Be its beginning in a matter of daring or of jest, by mistake or with deliberation, the act of passing, and in respect to racial identity, is not unique to the United States. But, with a relatively young history so defined by slavery and migration, it is the place that has long provided the most fertile ground from which to spring complex narratives of personhood – and to feed a hungry national imagination. And it is within this context, that Brit Bennett’s best-selling novel of last year The Vanishing Half finds its place. 

“The Vanishing Half” pub. Random House (2020)

The title hints at where this novel may take the reader. Brit Bennett’s protagonists are the Vigne twins, Desiree and Stella. Twins are oft sought subjects in many branches of scientific research; for reasons that are as obvious as they are many. And most especially so should they be separated at birth; growing up under disparate socio-economic conditions, a nature versus nurture debate would be the consequence. However, as a fictional narrative device, twins with all their particular character attributes have been surprisingly neglected.

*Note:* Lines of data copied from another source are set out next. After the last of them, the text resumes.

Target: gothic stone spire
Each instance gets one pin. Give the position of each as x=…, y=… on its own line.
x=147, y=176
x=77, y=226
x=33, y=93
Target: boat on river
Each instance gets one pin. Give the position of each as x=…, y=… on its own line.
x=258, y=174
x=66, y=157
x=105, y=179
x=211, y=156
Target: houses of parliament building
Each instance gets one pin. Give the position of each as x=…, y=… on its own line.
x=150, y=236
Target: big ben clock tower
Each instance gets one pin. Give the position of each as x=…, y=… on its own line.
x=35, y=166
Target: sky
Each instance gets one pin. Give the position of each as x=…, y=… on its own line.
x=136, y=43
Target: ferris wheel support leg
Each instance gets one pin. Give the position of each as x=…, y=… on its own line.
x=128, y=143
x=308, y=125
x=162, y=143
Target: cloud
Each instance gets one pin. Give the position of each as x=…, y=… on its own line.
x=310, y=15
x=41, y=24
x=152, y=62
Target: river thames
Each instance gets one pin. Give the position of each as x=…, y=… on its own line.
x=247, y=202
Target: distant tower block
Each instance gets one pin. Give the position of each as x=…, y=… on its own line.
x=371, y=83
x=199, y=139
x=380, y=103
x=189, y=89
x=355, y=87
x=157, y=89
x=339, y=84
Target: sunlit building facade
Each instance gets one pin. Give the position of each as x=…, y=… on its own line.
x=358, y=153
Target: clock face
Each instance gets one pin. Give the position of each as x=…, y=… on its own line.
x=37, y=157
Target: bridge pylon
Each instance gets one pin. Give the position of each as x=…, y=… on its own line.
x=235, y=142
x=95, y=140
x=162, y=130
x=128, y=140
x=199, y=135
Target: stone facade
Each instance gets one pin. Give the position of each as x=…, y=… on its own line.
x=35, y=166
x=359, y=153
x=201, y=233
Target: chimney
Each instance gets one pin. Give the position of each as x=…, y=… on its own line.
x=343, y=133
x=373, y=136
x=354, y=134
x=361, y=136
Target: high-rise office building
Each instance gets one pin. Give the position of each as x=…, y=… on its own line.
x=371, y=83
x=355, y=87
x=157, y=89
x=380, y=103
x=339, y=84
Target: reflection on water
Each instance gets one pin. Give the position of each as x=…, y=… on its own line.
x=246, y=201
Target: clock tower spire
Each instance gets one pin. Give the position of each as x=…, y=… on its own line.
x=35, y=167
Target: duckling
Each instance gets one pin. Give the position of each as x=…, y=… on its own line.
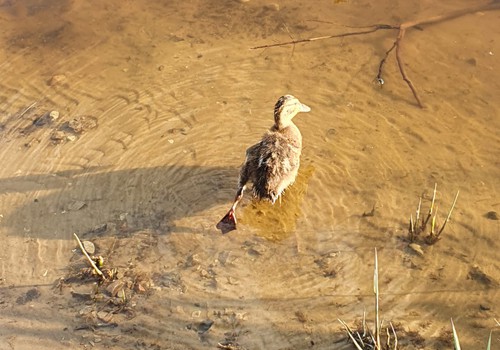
x=271, y=164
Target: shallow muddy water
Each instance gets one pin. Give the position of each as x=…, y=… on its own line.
x=156, y=104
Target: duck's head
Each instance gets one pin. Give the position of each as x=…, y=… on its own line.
x=286, y=108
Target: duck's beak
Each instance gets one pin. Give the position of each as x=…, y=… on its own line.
x=304, y=108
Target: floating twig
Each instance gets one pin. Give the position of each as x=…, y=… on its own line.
x=375, y=290
x=92, y=263
x=492, y=5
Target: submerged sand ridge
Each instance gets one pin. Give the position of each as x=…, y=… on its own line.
x=156, y=104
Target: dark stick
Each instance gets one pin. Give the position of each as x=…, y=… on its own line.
x=397, y=43
x=493, y=5
x=342, y=35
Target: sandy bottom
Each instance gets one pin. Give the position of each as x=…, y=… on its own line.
x=126, y=123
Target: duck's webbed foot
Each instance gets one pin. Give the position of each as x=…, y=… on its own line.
x=228, y=222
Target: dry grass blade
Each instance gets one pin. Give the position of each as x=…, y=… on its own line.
x=449, y=213
x=375, y=289
x=349, y=332
x=455, y=336
x=395, y=337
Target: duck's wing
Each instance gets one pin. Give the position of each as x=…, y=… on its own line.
x=277, y=163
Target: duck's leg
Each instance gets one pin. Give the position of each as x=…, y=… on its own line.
x=228, y=222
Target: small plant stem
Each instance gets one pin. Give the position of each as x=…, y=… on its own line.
x=455, y=336
x=349, y=332
x=431, y=209
x=411, y=229
x=395, y=337
x=375, y=289
x=96, y=269
x=417, y=217
x=449, y=213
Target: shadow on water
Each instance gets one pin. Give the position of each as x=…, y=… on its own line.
x=80, y=200
x=56, y=205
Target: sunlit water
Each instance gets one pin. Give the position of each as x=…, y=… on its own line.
x=178, y=96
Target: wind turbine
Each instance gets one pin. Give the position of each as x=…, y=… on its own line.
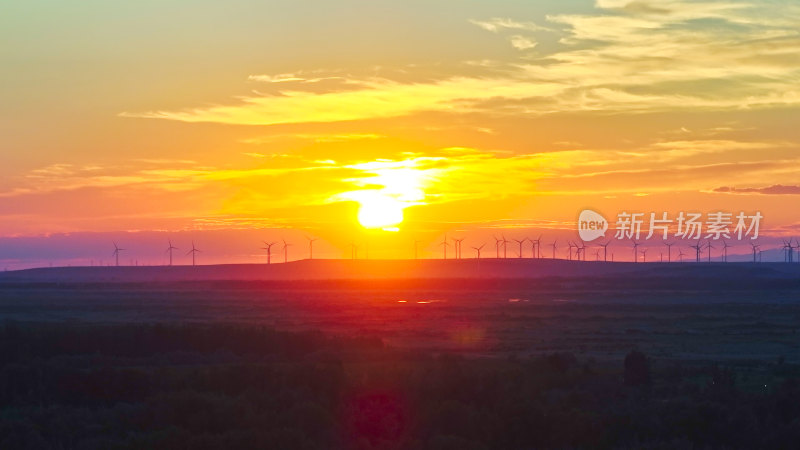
x=669, y=250
x=444, y=245
x=635, y=250
x=169, y=250
x=536, y=249
x=285, y=247
x=268, y=248
x=116, y=251
x=193, y=251
x=697, y=247
x=605, y=250
x=725, y=250
x=788, y=251
x=311, y=247
x=520, y=242
x=458, y=247
x=582, y=251
x=755, y=248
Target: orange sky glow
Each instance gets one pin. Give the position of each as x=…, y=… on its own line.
x=379, y=124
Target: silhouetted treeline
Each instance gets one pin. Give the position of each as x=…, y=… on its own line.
x=134, y=386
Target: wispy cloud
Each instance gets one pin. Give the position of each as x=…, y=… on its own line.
x=497, y=24
x=637, y=56
x=776, y=189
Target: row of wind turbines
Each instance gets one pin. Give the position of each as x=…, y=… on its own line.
x=501, y=246
x=268, y=247
x=580, y=249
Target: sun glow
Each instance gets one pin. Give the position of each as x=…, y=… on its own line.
x=388, y=188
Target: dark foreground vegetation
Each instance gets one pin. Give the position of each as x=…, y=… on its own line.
x=213, y=386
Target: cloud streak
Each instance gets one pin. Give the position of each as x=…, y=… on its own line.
x=628, y=57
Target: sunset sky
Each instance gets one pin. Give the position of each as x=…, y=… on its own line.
x=234, y=122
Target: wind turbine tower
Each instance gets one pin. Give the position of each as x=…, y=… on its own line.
x=193, y=251
x=116, y=253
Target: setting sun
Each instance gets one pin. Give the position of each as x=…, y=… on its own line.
x=380, y=212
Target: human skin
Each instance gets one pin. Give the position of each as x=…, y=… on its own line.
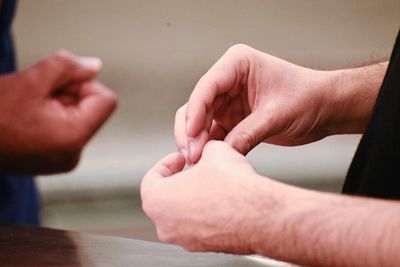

Bennett gifts us such a literary pair. Desiree and Stella, are not separated early in their lives, and so not the best fit for scientific experiment; in fact, they grow up together in small town Louisiana of the 1940s and 50s, intimately bound in one another’s shadow and shared experience, both bearing the trauma of witnessing as children the lynching of their father, wanting only to escape the cruel hand dealt to their mother. And, what a peculiar small town this Mallard is! Populated, and most deliberately so, by “coloured” folk determined to get less so as generations pass, and the home-town twins a shining example of do-it-yourself social engineering.  A different sort of experiment. (I can’t help but wonder whether such a place as Mallard ever really existed, but it could be an imagined “coloured” – and uppity – version of Zora Neale Hurston’s Florida town of Eatonville in Their Eyes Were Watching God, which was inhabited and governed by Black people, and based on the real Eatonville that was the childhood home of Hurston. To digress: Now that is a novel I love, and must say something about sometime soon!)

Still together as teenagers, and on not much more than a whim, the girls flee their suffocating nest to the city of New Orleans. And, in search of what? Freedom, perhaps. Perhaps, not explicitly that for which their forbears had yearned for and fought for, but some how akin. As alike these light skinned pair physically, so different are they in temperament, but circumstances and chance then determine their fate – and that they will not share, for their ways now part. For the serious, reticent Stella it will mean leaving behind her very self; choosing instead a path paved with deceit, and for Desiree, in youth the so much more adventurous of the two, there will be only some years of adventure – ending badly, and back in Mallard. But both will bring forth a new generation; daughters who must make their own choices, but each burdened with those made by their mothers.